SEC rules allow registered investment advisers to charge performance fees if the client’s assets managed by the adviser or the client’s net worth meets certain thresholds.
Previously, investors with $750,000 in assets managed by an adviser or with a net worth of $1 million were eligible to be charged performance fees.
The revision raises those thresholds and removes the client’s primary residence and certain property-related debts from the net worth calculation.
Under the revised rules, clients must have at least $1 million in assets under management with the adviser or a net worth of at least $2 million to be deemed qualified to be charged a performance fee.

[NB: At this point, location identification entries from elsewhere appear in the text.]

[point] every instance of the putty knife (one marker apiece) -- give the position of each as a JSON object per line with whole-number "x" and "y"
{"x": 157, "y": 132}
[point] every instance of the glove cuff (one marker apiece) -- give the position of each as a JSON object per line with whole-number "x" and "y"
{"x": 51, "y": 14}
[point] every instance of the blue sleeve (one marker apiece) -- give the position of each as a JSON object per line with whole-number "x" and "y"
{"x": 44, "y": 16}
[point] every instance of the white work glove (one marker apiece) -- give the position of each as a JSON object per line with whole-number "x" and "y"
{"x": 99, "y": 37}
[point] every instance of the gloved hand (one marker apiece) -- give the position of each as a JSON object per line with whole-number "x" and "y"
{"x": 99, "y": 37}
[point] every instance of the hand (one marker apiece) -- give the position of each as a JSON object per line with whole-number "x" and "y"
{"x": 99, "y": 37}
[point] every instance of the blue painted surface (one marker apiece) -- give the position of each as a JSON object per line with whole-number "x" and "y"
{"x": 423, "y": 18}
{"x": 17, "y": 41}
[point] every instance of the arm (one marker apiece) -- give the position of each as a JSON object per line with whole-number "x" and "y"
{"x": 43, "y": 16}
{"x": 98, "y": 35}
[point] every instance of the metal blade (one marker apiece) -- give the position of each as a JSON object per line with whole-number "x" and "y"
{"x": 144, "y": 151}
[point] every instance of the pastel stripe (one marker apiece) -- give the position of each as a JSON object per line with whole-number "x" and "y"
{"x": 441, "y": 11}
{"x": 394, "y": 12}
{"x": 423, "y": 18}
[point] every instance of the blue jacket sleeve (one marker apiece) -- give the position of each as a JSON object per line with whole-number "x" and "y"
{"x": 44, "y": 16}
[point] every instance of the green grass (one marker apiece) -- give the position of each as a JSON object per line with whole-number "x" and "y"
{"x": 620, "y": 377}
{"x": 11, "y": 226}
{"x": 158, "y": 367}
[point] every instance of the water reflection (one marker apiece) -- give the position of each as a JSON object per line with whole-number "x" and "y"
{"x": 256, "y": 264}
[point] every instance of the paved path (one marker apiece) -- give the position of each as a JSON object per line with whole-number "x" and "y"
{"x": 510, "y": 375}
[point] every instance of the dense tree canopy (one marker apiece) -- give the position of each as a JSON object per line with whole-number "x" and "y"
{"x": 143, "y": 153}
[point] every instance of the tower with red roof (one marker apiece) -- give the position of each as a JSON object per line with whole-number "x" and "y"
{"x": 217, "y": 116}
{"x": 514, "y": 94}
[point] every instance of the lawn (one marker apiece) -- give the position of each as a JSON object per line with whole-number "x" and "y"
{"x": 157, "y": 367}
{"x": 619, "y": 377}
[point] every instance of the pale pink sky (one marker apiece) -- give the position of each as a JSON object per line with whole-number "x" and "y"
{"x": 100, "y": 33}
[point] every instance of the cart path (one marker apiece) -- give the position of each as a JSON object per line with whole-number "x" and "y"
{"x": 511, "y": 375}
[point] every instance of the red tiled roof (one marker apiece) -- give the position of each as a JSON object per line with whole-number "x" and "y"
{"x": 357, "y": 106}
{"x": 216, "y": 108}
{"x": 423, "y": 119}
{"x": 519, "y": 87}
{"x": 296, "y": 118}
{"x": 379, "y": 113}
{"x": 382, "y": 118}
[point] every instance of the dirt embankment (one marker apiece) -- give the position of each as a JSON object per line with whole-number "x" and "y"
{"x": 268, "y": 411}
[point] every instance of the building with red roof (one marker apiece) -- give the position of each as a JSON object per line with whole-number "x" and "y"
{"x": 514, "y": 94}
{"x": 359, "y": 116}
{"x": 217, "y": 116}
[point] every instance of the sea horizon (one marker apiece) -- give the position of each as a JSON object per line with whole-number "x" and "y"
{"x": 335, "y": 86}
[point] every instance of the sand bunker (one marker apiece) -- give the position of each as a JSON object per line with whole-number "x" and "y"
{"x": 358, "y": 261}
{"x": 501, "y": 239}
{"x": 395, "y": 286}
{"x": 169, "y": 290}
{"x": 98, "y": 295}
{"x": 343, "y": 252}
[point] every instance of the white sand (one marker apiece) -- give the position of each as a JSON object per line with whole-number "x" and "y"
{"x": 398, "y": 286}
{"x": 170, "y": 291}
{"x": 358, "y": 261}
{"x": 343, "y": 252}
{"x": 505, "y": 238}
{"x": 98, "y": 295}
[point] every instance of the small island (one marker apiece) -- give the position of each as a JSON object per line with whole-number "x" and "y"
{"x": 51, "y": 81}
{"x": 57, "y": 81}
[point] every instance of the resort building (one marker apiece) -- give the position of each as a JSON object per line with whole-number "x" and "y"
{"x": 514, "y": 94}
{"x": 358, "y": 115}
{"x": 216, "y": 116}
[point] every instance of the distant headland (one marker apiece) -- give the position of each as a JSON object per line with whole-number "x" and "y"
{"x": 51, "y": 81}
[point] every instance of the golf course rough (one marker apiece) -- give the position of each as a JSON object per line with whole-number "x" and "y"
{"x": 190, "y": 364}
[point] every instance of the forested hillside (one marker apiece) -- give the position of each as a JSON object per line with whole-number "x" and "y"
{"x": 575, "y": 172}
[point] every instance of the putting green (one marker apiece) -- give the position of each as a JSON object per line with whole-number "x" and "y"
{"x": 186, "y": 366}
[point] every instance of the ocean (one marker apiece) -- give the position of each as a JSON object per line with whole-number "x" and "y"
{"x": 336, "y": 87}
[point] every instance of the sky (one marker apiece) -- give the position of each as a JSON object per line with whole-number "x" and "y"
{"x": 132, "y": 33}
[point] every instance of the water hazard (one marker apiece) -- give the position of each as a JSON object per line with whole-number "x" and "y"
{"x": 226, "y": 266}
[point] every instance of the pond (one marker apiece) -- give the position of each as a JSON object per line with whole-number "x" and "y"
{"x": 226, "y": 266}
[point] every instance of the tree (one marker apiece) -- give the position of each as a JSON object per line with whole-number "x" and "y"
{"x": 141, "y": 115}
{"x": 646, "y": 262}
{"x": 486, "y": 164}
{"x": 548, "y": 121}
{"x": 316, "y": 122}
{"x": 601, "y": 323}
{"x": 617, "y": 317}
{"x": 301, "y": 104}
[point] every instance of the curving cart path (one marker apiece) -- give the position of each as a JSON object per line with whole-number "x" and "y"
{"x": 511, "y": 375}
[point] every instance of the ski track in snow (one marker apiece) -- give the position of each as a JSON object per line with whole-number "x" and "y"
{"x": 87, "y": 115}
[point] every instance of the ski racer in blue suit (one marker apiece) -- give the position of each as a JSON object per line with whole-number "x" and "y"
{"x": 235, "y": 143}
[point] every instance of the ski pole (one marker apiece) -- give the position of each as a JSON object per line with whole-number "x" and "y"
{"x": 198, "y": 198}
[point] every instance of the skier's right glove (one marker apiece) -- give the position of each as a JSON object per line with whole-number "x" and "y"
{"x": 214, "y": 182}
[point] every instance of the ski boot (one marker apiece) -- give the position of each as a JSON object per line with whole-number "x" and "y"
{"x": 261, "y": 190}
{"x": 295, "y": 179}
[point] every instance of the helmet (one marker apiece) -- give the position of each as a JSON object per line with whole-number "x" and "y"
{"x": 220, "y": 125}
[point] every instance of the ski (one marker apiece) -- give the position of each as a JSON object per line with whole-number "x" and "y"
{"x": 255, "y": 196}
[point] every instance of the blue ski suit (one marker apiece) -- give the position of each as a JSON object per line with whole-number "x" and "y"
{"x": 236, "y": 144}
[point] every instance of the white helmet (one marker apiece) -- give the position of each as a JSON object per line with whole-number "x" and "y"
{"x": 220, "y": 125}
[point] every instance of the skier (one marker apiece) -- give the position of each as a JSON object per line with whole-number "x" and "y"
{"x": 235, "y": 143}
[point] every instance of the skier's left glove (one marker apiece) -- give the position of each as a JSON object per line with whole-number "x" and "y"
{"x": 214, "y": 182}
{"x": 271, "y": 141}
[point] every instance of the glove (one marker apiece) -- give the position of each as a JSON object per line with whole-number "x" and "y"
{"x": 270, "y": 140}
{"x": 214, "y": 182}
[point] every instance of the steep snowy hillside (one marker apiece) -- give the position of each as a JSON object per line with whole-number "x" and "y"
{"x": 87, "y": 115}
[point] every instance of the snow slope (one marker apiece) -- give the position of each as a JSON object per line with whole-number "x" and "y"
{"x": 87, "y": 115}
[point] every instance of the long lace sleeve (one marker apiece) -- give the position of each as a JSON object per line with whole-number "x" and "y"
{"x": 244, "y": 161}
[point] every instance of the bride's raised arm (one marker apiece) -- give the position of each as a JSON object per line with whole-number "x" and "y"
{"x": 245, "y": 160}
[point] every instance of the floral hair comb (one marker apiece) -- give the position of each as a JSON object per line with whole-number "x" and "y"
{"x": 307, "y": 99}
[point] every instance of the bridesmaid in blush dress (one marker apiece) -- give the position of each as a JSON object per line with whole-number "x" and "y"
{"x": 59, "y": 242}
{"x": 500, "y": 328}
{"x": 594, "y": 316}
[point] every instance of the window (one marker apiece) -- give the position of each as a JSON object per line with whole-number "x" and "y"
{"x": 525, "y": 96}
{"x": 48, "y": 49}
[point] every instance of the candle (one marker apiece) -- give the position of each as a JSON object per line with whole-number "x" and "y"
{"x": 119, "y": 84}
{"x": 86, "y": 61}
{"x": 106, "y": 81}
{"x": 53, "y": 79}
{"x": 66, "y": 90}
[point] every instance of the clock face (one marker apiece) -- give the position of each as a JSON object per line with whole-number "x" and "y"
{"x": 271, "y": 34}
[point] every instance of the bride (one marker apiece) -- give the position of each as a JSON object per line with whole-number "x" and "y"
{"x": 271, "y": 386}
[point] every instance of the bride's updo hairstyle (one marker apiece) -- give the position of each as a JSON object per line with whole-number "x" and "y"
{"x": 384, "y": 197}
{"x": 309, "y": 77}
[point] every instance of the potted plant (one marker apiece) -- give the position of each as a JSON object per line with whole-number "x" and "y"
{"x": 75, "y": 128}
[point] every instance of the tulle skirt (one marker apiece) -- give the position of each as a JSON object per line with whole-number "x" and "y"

The Dodd-Frank Wall Street Reform and Consumer Protection Act of 2010, P.L. 111-203, required the thresholds to be raised. The Dodd-Frank Act did not require investors’ homes to be excluded from the net worth calculation, but doing so was consistent with changes the SEC announced in December. Those changes removed the value of an investor’s primary residence from the net worth calculation for investors to be considered “accredited” or eligible to participate in certain unregistered securities offerings.
Under a grandfather provision to the performance fee rule, registered investment advisers will be able to continue to charge fees to investors who were considered qualified for fees before the rules changed. Newly registering investment advisers also will be allowed to continue charging performance fees to investors who already were paying them such fees.
As required by the Dodd-Frank Act, inflation adjustments will be made every five years to the thresholds that determine whether investors qualify to be charged fees. The rules changes will take effect 90 days after they are published in the Federal Register, but the investment advisers may use the grandfather provisions before then.